Krell: I do consider myself a lifelong learner. I don’t believe one can adequately sustain a long career in this field without lifelong learning. Our brains are meant to be constantly challenged in some form or another throughout our lives. Why not do it in the field and career I love? Years ago, when I was a freshman in college and had no clue what I wanted to do with my life, a family friend and orthopedic surgeon said to me one day while in his office, “Eric, never stop learning.” At the time, I never really knew how those words would impact my life. I have tried to live up to that advice and it has rewarded me.
Hankins: How necessary is continuing education in your practice for you, your clinicians, and your staff?
Krell: Continuing education for me and our clinicians is critical to staying competitive in the marketplace and to ensure we are consistently delivering quality and evidence-based care. As a small business, it is often financially hard to offer continuing education reimbursement, but we do. This is an expense that many companies have cut. I feel it is too important to cut out completely. Partnering with a continuing education provider and hosting their manual therapy courses have made it easier to provide continuing education to my clinicians.
Hankins: Does education play a role in your hiring preferences? If so, how?
Krell: It does play a role. I tend to pay more attention to those who graduated from programs that I know have more of a focus on the manual therapy component. I also will gravitate toward hiring therapists who have started down the road of a manual therapy program or already completed one.
Hankins: If you could choose one pivotal moment in your career that has had the most influence on you, what would it be?

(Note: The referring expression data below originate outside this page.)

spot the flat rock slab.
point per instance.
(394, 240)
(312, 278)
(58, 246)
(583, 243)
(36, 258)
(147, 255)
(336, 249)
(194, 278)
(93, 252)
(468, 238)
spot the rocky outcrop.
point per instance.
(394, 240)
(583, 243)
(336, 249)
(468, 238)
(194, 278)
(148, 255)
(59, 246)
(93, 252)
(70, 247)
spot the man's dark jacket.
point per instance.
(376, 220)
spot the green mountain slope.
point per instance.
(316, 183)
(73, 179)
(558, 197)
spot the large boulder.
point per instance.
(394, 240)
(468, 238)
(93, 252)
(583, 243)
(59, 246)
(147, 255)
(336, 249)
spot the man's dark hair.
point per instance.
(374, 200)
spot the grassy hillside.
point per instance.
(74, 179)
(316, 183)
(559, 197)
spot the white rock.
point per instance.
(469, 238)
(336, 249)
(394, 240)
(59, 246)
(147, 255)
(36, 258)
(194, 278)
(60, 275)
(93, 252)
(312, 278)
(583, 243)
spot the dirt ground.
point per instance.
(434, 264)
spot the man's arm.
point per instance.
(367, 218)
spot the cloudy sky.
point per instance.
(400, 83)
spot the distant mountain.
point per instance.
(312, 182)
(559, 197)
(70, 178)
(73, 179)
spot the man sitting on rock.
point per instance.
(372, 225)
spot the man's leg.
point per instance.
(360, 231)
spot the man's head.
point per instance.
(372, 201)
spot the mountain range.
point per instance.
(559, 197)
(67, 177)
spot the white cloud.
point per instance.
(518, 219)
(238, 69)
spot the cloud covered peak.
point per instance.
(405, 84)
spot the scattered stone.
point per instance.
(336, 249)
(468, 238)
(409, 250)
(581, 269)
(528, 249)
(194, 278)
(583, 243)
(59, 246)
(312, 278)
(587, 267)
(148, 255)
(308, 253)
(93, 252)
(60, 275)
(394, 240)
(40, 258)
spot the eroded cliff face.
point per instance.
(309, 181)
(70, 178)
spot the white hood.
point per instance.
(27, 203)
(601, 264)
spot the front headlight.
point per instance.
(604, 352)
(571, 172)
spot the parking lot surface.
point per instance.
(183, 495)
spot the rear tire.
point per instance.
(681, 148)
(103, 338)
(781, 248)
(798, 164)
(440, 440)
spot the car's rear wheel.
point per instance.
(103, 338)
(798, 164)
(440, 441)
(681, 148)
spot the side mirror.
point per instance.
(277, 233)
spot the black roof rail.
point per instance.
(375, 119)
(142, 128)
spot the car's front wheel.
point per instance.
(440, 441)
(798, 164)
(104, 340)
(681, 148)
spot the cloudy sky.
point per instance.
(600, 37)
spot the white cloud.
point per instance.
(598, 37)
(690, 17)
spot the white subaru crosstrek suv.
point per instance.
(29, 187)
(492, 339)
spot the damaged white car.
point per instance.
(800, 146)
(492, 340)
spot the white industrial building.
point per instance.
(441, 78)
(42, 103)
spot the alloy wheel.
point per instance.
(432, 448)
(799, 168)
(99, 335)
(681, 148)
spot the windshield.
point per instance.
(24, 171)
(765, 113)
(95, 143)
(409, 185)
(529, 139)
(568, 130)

Krell: The most pivotal moment in my career would be March 23, 2003, which was the day I opened my first practice. I was no longer under the perceived safety of large corporate healthcare. I was on my own and had to get out and earn every new patient referral on my own merit. I was also the cleaning service, front desk receptionist, insurance verification, and billing service. I did it all.
Hankins: Success comes in many shapes and forms. How do you define success?
Krell: Having gone through significant growth in my practice, from one clinic to seven at one time, and now five locations, I can say that success for me is defined by surviving when the road got bumpy. Survival meant making some very tough business decisions in closing two locations and making some very unpopular changes to keep the doors open. Being a great therapist didn’t matter at that point. It is often written in business that those who can survive bad times come out on the other side a stronger and much healthier business. I can say that this is true.
Hankins: You have met many milestones in your career, what’s next for you?
Krell: Believe it or not, I’d like to grow the business and eventually practice part-time so I can teach and/or consult with start-up PT practices or those that are struggling to get a handle on the ever-changing environment of healthcare. RM
Lori Hankins is director of Continuing Professional Education and Marketing at the University of St. Augustine for Health Sciences in St. Augustine, Fla.